It was believed that gardens had been buried by modernity under the triumph of green spaces limiting the organic to functional areas. Yet, they remain a source of fertile inspiration all along the 20th century and continue to deeply appeal to many artists. The garden captivates, not only for its nourishing, curative and ornamental virtues but also for its subversion. Beyond the enclosed and organised space, the garden of this exhibition is a harbour for blurred, licentious and undisciplined private passions. A place of resistance and dissidence, of the most exquisite refinement as of the most wild exuberance, it becomes a biological, ethical and political laboratory. Backward intellectual currents such as Mannerism, the Decadent movement or Surrealism invade this space, opened to the incongruous and the irregular. Mostly contemporary, the works gather together for this exhibition draw the outlines of an obscure, chaotic and unpredictable experimental garden.
This exhibition in the Centre Pompidou-Metz depicts nature in the perspective of a metaphorical spring.
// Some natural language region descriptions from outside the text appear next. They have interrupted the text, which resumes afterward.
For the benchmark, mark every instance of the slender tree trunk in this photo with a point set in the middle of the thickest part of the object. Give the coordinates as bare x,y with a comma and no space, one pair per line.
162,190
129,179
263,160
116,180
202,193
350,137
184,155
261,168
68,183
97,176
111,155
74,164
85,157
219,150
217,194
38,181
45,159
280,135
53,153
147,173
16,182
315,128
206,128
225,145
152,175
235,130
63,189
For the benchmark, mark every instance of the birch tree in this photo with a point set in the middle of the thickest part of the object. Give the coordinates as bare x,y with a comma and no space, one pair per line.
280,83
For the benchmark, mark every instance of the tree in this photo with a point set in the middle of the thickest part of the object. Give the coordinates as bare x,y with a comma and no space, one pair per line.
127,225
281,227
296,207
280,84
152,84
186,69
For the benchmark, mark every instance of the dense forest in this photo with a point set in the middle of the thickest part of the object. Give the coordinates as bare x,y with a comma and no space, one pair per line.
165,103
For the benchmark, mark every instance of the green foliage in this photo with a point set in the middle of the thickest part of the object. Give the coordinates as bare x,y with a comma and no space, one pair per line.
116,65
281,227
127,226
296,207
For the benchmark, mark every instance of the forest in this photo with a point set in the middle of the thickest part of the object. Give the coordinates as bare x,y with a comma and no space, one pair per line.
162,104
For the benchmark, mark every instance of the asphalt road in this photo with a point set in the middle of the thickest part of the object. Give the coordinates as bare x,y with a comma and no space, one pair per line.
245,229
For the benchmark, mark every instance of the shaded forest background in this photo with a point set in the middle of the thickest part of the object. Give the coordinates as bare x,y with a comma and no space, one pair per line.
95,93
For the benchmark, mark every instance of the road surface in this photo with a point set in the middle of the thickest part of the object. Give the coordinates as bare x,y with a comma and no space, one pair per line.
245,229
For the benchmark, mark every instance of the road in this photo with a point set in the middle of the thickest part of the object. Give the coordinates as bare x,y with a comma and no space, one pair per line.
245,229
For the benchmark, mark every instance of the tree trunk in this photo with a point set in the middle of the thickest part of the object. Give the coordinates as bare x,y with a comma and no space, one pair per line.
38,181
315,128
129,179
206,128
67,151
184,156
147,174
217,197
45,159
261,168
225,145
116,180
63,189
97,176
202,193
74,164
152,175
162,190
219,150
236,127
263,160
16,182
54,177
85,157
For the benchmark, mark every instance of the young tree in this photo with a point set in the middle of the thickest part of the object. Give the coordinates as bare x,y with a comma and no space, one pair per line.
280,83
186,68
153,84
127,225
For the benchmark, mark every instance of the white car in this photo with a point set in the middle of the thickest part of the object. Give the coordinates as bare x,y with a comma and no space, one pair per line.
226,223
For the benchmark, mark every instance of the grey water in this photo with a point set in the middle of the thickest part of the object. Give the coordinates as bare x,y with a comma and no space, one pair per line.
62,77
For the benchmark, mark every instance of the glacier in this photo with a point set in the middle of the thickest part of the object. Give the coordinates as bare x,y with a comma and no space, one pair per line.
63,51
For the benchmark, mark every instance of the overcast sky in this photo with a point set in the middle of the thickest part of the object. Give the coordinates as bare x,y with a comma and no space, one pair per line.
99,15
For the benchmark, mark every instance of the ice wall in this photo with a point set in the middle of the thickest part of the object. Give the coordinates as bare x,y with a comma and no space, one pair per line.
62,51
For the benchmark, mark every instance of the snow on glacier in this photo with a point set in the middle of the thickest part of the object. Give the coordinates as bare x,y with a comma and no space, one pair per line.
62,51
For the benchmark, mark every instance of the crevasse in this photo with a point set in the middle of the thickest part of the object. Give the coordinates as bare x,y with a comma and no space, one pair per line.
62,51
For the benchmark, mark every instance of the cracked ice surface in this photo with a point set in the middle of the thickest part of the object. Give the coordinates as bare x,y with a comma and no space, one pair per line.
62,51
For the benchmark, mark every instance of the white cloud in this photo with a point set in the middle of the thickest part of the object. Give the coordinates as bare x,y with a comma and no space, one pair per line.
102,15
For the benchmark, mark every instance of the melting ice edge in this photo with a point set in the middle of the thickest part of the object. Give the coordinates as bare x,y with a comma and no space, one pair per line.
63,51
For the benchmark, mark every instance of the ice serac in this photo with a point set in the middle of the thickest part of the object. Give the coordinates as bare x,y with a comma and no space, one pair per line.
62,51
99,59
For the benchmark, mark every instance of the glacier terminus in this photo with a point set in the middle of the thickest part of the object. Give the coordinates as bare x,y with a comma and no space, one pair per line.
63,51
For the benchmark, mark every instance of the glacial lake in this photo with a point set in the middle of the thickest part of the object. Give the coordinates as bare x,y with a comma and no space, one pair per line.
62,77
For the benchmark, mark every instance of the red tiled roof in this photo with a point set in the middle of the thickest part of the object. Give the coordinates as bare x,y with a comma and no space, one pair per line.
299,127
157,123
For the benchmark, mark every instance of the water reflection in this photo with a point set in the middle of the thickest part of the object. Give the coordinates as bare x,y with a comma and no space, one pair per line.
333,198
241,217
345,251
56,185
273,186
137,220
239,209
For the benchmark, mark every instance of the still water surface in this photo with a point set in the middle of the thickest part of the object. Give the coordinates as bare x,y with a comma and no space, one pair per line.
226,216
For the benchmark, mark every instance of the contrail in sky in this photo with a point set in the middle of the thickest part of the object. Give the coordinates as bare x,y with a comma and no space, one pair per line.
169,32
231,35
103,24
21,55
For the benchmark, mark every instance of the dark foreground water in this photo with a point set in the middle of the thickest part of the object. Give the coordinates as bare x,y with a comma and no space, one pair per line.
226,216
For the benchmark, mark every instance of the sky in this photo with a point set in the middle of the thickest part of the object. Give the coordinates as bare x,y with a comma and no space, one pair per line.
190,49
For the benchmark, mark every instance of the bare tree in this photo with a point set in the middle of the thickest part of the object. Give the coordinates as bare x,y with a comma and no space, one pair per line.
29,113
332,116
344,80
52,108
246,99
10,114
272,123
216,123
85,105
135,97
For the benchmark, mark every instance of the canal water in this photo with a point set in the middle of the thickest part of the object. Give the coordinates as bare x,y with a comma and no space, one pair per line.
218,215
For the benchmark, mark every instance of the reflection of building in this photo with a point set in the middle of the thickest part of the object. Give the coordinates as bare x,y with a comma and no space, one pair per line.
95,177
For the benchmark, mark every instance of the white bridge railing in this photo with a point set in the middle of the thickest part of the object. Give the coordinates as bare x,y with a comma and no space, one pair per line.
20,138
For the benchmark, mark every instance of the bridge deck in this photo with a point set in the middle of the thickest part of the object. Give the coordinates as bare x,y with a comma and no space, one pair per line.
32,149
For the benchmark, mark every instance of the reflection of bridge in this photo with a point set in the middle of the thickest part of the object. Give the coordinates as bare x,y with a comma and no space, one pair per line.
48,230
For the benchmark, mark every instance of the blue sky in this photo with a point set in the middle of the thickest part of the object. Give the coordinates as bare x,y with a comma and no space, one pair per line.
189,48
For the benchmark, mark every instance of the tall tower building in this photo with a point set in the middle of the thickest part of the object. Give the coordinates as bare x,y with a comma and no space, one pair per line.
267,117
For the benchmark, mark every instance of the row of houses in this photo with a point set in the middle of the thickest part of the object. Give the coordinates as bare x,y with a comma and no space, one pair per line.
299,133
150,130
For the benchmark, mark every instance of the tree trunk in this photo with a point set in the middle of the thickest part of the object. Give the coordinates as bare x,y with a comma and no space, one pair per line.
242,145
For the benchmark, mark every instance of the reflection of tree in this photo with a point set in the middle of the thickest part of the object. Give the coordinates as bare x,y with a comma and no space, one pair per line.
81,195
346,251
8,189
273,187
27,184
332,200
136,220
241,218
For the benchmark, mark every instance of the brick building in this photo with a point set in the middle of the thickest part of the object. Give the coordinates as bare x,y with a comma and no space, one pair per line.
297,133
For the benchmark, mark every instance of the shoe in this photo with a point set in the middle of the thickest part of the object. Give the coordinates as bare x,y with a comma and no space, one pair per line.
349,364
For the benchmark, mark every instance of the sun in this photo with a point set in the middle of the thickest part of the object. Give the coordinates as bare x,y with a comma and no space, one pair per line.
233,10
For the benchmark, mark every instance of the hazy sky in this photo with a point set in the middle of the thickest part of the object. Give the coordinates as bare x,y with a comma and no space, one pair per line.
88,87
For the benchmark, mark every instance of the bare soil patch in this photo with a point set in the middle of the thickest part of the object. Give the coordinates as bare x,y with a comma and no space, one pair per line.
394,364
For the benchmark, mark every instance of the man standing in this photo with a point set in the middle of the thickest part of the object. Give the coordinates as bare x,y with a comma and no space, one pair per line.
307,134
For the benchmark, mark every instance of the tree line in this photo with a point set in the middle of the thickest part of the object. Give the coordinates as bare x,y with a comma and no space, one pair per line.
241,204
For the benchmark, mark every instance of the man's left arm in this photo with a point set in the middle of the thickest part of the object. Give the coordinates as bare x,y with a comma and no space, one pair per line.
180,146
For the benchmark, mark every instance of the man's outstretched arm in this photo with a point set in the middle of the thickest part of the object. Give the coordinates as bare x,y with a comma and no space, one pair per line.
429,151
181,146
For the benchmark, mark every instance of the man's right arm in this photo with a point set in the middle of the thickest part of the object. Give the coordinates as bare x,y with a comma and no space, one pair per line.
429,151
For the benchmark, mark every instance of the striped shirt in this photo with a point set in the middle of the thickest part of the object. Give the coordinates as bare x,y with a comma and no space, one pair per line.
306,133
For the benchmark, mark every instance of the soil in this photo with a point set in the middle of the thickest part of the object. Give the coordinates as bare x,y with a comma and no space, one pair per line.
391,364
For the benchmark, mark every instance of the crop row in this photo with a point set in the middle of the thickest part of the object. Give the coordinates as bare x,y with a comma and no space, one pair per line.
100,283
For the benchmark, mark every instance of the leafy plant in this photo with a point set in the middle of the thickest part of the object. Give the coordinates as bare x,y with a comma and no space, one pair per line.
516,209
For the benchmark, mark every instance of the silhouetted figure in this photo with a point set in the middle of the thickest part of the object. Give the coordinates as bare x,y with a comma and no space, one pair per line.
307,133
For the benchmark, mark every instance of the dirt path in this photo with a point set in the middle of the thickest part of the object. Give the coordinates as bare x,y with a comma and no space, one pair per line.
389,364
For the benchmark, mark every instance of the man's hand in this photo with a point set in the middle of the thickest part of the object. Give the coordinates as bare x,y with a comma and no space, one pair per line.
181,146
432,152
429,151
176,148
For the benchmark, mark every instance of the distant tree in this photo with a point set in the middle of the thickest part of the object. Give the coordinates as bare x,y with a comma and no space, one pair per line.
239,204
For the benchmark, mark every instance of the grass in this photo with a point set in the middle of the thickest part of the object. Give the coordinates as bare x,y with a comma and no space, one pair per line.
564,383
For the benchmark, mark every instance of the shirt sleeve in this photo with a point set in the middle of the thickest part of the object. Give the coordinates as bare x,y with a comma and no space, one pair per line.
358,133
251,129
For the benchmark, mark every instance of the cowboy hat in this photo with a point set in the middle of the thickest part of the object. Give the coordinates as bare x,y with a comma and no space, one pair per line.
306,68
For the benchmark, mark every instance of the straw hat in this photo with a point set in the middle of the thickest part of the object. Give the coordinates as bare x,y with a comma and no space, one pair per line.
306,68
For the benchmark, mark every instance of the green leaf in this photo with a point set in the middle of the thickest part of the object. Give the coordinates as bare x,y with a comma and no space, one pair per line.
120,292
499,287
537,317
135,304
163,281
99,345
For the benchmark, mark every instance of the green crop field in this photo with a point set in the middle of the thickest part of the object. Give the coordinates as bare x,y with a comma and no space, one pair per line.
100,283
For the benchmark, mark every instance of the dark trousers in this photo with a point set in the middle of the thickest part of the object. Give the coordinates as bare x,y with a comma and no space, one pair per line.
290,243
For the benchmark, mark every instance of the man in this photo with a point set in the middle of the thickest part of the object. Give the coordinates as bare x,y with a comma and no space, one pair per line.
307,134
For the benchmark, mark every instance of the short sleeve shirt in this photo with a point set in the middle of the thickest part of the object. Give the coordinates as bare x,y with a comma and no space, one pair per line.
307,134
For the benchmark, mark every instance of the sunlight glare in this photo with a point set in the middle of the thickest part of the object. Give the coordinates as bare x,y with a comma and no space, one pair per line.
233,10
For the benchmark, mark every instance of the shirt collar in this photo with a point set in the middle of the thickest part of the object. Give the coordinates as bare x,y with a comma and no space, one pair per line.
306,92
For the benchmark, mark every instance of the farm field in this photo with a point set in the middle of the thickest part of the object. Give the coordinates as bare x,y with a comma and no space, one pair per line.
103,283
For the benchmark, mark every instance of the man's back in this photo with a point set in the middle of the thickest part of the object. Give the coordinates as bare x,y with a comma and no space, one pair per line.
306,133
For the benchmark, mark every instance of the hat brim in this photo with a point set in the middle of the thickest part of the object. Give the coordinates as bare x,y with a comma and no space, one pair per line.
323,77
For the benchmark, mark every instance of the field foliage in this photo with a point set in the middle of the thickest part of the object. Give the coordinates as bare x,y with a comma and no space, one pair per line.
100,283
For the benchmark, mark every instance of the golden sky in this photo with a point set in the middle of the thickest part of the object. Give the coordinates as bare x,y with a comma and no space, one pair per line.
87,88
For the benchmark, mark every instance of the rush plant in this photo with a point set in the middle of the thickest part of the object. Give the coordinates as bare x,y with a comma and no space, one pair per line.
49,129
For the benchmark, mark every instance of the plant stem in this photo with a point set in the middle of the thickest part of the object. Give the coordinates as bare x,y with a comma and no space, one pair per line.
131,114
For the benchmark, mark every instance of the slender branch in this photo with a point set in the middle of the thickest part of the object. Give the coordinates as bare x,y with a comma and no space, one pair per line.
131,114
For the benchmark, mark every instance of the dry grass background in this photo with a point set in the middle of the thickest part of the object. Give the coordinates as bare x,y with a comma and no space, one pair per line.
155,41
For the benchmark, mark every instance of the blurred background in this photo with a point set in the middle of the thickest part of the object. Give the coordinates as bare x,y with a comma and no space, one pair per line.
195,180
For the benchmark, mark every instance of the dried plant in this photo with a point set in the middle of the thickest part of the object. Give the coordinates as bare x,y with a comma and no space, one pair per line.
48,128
Germination, blossoming and degeneration suggest the cycles of Earth, where the winter stop is the promise for future revolutions. Many artists venerate this vital momentum. Around 1912, in his essay about Creation in the Plastic Arts, František Kupka who is fascinated by the sexual reproduction of flowers, worships “a real pollen festival in the gynoecium bathed in sunlight” and translates theses celebrations in the organic impulse of Cosmic Spring (1913-14). Fertile ground of forms, the garden inspires artists with morphologies and fantastic metamorphoses revealing the intelligence of a nonhuman world. The explorations of the Earth lead to the ends of the known nature towards unspoiled territories that become new reserves of forms and motifs. Thus, fantasising the exotic nature, Dominique Gonzalez-Foerster creates a tropical diorama, a proliferating garden-library in line with a series of installations inspired from illusionist’s devices of the 19th century. The Brazilian Ernesto Neto takes the Forum of the Centre Pompidou-Metz with a monumental sculpture, Leviathan-Main-Toth (2005), whose membranes take the shape of a biological landscape on a building scale.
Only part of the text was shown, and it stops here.